Jäger des Einhorns by Hans Kneifel

Jäger des Einhorns by Hans Kneifel

Autor:Hans Kneifel [Hans Kneifel]
Die sprache: deu
Format: epub
Tags: Fantasy
Herausgeber: Pabel Moewig
veröffentlicht: 2011-09-30T22:00:00+00:00


4.

Fassungslos starrte Kapitän Ergyse den calcopischen Krieger an. Im flackernden Licht der Fackel funkelte und glänzte der kleine Schild, den der Mann jetzt senkte.

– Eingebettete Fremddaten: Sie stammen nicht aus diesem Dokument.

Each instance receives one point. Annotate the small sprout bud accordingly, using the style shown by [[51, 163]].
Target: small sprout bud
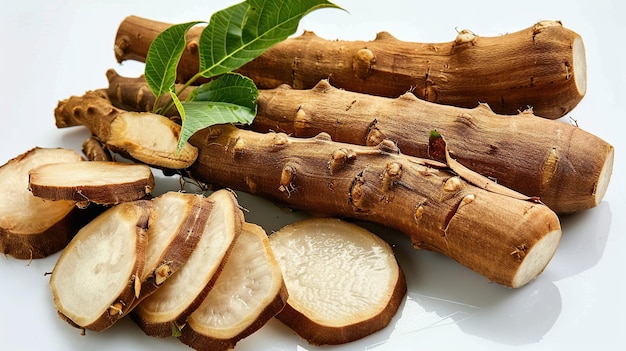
[[115, 308], [339, 158], [161, 274], [391, 175], [362, 63], [453, 184]]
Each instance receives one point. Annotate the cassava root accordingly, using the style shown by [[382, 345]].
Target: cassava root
[[542, 67], [566, 167], [151, 139], [508, 240], [32, 227]]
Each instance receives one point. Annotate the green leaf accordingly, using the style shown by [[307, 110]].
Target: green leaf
[[163, 57], [231, 98], [240, 33]]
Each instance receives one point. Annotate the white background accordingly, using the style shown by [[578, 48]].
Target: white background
[[50, 50]]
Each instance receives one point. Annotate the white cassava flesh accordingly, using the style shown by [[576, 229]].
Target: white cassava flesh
[[100, 182], [174, 230], [175, 299], [31, 227], [248, 293], [344, 282], [150, 138], [96, 279]]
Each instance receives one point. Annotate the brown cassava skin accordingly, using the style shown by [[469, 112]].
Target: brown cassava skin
[[559, 163], [487, 232], [542, 66], [23, 241], [151, 139], [87, 187], [138, 211]]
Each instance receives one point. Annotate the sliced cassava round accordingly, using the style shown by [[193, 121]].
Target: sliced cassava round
[[344, 282], [101, 182], [175, 227], [165, 311], [248, 293], [97, 277], [31, 227]]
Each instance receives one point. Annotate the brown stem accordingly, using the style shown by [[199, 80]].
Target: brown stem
[[542, 67], [507, 240]]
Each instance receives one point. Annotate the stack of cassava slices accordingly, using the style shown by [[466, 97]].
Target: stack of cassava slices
[[189, 266]]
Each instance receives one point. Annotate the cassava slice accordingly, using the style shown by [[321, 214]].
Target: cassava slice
[[175, 227], [167, 309], [248, 293], [344, 282], [101, 182], [97, 277], [31, 227]]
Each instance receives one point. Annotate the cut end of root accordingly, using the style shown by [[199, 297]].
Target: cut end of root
[[580, 65], [537, 258], [605, 177]]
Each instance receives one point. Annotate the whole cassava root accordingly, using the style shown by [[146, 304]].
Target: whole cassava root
[[542, 67], [508, 241], [149, 138], [568, 168], [32, 227]]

Voller tiefer Erbitterung sagte Ergyse:

»Nachdem eure Folter und der Hunger sechs meiner Männer umgebracht haben – was soll dieser Wandel?«

Die Kettenglieder des helmartigen Kopfschutzes klirrten, als der Wächter den Kopf schüttelte und rauh antwortete:

»Ich führe Befehle aus. Frage mich nicht nach dem Grund der Entscheidung. Tu, was ich sage – ihr habt es wirklich nötig!«

Ergyse hob die Schultern und erwiderte:

»Also gut. Ich gehe mit.«

Der Krieger winkte mit der Fackel. Die Gefangenen schleppten sich einen langen, feuchten Gang entlang. In einzelnen Nischen flackerten Öllämpchen. Ihre Flammen hatten riesige, dreieckige Rußflächen an Wände und Decken gelegt. Am Ende des Korridors stand eine schwere Bohlentür offen. Dahinter waren Licht, Geräusche und ein fremder Geruch.

»Dorthin!« sagte ein anderer Wächter und deutete mit der Spitze des Hohlschwerts nach links.

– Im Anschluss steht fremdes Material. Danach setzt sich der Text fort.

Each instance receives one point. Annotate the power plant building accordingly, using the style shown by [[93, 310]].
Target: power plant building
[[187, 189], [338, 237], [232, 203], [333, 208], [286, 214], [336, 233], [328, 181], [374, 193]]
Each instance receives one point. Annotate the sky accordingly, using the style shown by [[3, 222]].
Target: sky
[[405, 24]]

Ergyse, der einen hinkenden Krieger mit sich schleppte, drehte sich halb herum. In dem großen, von Dampf erfüllten Raum befand sich ein Badebecken, in das mehrere Stufen führten. Es war mit heißem Wasser gefüllt; fremdartige Kräuter waren zu riechen. Einige halbnackte Sklaven hantierten mit Tüchern und Schwämmen.

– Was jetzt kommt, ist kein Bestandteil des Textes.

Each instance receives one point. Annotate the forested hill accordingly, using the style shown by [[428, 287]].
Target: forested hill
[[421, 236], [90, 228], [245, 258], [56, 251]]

»Reinigt euch nach Herzenslust«, rief der Krieger. »Dort steht Wein. Betrinkt euch nicht – Essen ist auch bereit für euch.«

Überrascht rissen die Männer ihre Lumpen von den Körpern und ließen sich wohlig stöhnend ins Wasser gleiten. Die Sklaven wuschen ihnen das Haar und die Bärte. Der Schorf der vielen Wunden löste sich. Die Kräuter im Badewasser schienen die Schmerzen zu betäuben, und die Dämpfe, die man einatmete, lösten die Starrheit der Glieder und erfüllten die Männer mit neuer Hoffnung.

Die Sklaven schnitten den Männern das Haupthaar, kämmten den Schmutz heraus und rieben die wuchernden Bärte mit einer schäumenden Paste ein. Als sie funkelnde Bronzemesser zückten, machten die Gorganer schwache Abwehrbewegungen. Ergyse, an dessen Kehle ebenfalls ein solches Messer saß, schob den Arm des Sklaven zur Seite und grollte:

»Sie bringen uns nicht um, Freunde. Sie stutzen nur die Bärte! Laßt sie weitermachen.«

Er lehnte sich wieder zurück, schloß halb die Augen und ließ die seltsame, befremdliche Szene auf sich einwirken. Rings um das eingelassene Becken standen Dutzende Schalen, mit Öl gefüllt, in denen die brennenden Dochtklumpen schwammen. In dem süßlich riechenden Dampf bildeten die Flammen geheimnisvolle Lichtinseln. Die Decke des steinernen Gelasses war mit weißer Farbe gestrichen.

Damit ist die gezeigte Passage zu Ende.